An FVG blank is more than just an empty box. It is divided into essential points that traders must follow extremely closely:

  • FVG High/Low (Border Range): Is the starting point (Top of candle 1) and ending point (Bottom of candle 3) of rising FVG (opposite of falling FVG). When the price just touches this border, this is the earliest reaction.
  • Consequent Encroachment (CE 50%): The moving average is exactly 50% of the width of the FVG gap. In the IPDA algorithm, CE is considered the internal balance level of the gap.
    💡 Candle body rules: If the price retraces to FVG but the candles react cannot close (Close) beyond 50% CE (leaving only the wicks sweeping across), that confirms that this FVG is extremely strong and the price will immediately reverse to follow the main trend.
Cấu trúc chi tiết khoảng trống giá trị hợp lý Fair Value Gap FVG trên TradingView

📷 Figure 4.1: Actual structure of a Bullish FVG on Nasdaq. The body of the test retracement candle did not close past the 50% Consequent Encroachment (CE) threshold before continuing to increase.

3. How to Identify an FVG with a High Win Probability (Strong)

An FVG is considered highly reliable when it meets all of the following momentum and structure factors:

⚡ Outstanding Displacement Momentum:

Candle number 2 that creates FVG must be an extremely large candle, completely superior to the previous candles. The longer the candle body is, the stronger the large cash flow is participating in pushing the price.

🛡️ Comes with Liquidity Scan & Structural Breakdown:

The strongest FVG is the one created immediately after a stop-loss sweep (Liquidity Sweep) and at the same time creates a break of the trend structure (BOS or MSS).
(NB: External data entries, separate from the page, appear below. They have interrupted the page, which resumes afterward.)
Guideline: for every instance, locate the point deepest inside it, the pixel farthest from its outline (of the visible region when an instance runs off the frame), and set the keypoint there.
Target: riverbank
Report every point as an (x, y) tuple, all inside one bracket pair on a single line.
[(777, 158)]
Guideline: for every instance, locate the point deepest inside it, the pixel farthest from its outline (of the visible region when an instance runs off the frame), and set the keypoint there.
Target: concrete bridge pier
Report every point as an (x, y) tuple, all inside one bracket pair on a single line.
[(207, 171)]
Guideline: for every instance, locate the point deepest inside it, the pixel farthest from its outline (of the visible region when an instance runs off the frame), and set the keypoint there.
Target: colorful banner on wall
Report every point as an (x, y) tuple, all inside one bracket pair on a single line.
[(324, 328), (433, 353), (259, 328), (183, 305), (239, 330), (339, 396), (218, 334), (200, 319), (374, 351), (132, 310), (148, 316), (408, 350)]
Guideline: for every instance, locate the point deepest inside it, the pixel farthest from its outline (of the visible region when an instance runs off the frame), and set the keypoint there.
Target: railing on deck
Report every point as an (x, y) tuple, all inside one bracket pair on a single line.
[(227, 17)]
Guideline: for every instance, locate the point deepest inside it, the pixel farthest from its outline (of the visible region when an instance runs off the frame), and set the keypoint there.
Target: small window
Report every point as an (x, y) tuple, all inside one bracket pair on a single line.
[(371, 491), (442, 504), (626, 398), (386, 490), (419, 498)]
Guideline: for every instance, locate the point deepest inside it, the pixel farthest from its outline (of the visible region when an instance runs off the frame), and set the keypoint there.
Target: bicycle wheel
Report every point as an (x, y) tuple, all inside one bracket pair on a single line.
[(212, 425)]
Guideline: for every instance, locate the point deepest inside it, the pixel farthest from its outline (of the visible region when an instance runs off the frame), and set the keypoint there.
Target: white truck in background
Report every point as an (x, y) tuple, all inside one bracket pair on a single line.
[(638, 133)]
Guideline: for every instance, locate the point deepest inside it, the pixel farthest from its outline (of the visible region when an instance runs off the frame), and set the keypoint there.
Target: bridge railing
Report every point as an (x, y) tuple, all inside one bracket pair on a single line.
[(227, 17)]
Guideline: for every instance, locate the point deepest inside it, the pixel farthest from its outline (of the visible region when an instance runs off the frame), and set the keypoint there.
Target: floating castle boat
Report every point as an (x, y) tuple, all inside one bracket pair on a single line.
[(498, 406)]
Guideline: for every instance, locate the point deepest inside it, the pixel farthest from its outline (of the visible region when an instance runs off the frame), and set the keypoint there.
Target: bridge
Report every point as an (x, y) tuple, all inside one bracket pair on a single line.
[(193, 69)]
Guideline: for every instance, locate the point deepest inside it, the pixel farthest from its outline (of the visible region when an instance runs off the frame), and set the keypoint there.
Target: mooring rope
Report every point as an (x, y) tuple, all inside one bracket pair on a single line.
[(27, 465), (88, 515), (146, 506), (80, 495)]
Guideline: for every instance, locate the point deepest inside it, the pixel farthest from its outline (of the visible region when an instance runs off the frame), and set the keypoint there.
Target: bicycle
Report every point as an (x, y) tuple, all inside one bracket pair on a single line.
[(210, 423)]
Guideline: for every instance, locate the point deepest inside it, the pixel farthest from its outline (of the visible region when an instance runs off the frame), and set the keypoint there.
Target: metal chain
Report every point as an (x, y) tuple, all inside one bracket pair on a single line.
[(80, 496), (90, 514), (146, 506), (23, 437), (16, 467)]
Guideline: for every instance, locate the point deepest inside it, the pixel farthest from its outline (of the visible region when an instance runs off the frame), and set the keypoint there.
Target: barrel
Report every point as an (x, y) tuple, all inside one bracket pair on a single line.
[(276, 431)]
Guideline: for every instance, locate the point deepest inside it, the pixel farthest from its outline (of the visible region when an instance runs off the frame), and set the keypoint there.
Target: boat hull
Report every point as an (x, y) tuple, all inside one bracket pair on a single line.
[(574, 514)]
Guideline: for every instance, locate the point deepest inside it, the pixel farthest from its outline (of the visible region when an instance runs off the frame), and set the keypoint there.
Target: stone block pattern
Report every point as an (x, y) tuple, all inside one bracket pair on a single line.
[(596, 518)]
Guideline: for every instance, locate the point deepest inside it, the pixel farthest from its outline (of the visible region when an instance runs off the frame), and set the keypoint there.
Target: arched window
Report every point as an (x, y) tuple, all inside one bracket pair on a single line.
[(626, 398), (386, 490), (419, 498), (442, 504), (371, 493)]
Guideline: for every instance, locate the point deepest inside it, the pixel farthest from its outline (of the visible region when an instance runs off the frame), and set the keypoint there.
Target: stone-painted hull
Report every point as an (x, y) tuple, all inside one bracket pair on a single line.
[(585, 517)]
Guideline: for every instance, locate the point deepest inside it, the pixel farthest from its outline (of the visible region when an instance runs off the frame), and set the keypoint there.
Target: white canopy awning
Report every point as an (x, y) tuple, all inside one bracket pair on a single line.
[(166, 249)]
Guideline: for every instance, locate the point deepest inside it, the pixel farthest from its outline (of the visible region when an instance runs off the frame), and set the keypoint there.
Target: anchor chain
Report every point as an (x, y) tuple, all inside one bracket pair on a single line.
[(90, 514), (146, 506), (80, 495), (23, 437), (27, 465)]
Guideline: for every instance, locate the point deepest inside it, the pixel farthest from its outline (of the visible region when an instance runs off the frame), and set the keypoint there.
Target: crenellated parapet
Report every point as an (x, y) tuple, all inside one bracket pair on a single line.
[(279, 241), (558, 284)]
This proves that Smart Money has just finished collecting goods and started pushing prices away.

🌐 FVG has wide and clean spaces:

The wider the gap between candle 1 and candle 3, the larger the imbalance area, and the stronger the force that attracts prices back to cover.

4. Warning: Not all FVGs can be used!

⚠️ FVG TRAP WARNING (Low-Quality FVG): The biggest mistake of traders new to ICT is entering orders at any FVG gap that appears on the chart. This will cause you to constantly be scanned for stop losses due to trading at "junk" FVGs.

Apply the strict FVG quality filter below to increase your winning rate:

  • Premium & Discount principles: Only consider BUY orders at FVGs below 50% of the current price range (Discount). On the contrary, only consider SELL orders at FVGs above 50% (Premium). Trading against this principle means you are buying high and selling low.
  • Mitigated FVG: If the price ever regresses to more than 50% fill or completely fills that FVG at once, that FVG has completed its task of balancing supply and demand and is no longer worth using for subsequent times.
  • FVG lacks structural context: FVGs appear randomly between accumulation waves (Sideways), without accompanying liquidity scanning or BOS/MSS behavior, and are mostly algorithmic lure traps (Inducement).
  • FVG on too small time frame without large frame support: FVG on a 1m or 5m frame will be extremely vulnerable to penetration if it does not coincide with an FVG or Order Block area of ​​the large frame (H4/D1).